On Sun, May 10, 2015 at 2:46 AM, Ingo Molnar <mingo(a)kernel.org> wrote:
* Dan Williams <dan.j.williams(a)intel.com> wrote:
> > "Directly mapped pmem integrated into the page cache":
> > ------------------------------------------------------
> Nice, I think it makes sense as an area that gets reserved at file
> system creation time. You are not proposing that this gets
> automatically reserved at the device level, right? [...]

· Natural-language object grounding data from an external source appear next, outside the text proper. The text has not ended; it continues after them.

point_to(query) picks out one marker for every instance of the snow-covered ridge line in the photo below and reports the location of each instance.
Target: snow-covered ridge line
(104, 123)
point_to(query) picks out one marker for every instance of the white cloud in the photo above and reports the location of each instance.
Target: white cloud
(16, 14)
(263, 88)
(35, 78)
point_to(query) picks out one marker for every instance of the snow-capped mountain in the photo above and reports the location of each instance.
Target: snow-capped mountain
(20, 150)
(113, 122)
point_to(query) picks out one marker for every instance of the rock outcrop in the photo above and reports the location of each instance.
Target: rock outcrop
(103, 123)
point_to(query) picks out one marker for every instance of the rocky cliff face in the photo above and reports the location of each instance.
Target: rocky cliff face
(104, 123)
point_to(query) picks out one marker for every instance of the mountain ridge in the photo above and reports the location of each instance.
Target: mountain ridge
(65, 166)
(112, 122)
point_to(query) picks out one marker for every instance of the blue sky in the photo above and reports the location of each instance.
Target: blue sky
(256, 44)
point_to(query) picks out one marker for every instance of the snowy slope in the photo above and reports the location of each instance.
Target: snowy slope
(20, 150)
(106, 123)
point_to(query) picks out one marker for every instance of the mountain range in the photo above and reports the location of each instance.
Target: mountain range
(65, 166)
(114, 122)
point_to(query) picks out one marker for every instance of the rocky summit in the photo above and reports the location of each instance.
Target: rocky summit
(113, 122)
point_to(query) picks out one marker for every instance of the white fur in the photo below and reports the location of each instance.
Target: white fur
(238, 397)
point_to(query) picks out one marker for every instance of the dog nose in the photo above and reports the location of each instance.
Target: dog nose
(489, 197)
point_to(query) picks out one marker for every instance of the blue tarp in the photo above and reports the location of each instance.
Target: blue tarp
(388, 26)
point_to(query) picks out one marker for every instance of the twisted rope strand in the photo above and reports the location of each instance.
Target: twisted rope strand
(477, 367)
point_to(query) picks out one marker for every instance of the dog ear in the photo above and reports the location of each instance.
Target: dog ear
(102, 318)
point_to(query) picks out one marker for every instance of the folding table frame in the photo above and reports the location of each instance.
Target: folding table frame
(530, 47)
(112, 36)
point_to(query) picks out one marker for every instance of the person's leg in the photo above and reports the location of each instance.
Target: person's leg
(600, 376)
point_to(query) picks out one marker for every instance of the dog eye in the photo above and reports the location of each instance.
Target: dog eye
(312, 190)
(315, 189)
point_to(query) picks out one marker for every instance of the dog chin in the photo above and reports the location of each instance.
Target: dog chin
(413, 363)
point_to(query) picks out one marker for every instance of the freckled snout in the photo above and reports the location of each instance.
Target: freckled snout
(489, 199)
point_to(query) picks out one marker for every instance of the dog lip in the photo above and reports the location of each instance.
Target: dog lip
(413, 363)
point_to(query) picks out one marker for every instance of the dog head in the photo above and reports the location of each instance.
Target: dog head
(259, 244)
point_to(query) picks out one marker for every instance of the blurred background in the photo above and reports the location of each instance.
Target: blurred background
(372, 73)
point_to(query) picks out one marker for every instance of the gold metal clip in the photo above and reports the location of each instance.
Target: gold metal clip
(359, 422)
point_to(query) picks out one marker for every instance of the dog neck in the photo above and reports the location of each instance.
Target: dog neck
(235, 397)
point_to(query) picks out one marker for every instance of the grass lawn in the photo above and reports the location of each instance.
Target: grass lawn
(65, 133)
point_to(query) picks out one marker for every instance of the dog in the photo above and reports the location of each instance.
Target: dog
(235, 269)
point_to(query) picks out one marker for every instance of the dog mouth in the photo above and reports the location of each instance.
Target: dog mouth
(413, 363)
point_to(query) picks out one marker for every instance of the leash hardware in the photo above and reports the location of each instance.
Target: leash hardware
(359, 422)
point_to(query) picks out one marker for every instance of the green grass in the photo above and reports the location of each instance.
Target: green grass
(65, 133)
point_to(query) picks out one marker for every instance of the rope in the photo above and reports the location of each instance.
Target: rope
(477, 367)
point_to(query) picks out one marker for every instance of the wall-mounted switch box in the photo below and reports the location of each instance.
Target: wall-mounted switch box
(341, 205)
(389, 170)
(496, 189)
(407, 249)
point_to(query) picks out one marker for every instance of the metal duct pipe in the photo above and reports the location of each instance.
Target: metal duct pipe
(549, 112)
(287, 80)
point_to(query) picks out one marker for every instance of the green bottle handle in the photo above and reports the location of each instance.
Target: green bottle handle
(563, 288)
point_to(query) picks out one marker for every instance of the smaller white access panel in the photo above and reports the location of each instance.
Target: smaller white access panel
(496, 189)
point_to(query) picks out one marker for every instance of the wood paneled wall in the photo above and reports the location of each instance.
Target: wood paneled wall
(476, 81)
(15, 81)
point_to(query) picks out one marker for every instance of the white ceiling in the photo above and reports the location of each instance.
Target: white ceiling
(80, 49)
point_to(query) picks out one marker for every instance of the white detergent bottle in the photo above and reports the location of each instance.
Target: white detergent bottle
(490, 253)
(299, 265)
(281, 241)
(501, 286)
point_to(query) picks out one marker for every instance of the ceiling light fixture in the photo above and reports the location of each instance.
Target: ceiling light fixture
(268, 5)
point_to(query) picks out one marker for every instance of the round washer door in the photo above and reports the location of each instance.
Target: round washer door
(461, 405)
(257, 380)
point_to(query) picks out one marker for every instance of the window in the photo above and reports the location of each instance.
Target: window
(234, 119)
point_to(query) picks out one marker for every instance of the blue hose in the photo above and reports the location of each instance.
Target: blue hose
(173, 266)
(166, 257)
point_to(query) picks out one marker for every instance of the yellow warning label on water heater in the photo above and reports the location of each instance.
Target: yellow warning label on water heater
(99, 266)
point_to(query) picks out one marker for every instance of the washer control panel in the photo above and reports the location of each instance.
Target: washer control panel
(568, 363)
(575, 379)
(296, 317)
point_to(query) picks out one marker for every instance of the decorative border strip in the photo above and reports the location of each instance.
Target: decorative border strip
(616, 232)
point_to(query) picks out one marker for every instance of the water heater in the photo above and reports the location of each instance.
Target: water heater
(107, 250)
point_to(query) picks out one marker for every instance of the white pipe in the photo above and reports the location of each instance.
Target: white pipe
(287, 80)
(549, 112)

Well, it's most practical if the device does it automatically (the
layout is determined prior filesystem creation), and the filesystem
does not necessarily have to be aware of it - but obviously as a user
opt-in.
Hmm, my only hesitation is that the raw size of a pmem device is
visible outside of Linux (UEFI/BIOS other OSes, etc). What about a
simple layered block-device that fronts a raw pmem device? It can
store a small superblock signature and then reserve / init the struct
page space. This is where we can use the __pfn_t flags that Linus
suggested. Whereas the raw device ->direct_access() returns __pfn_t
values with a 'PFN_DEV' flag indicating originating from
device-memory, a ->direct_access() on this struct-page-provider-device
yields __pfn_t's with 'PFN_DEV | PFN_MAPPED' indicating that
__pfn_t_to_page() can attempt to lookup the page in a device-specific
manner (similar to how kmap_atomic_pfn_t is implemented in the
'evacuate struct page from the block layer' patch set).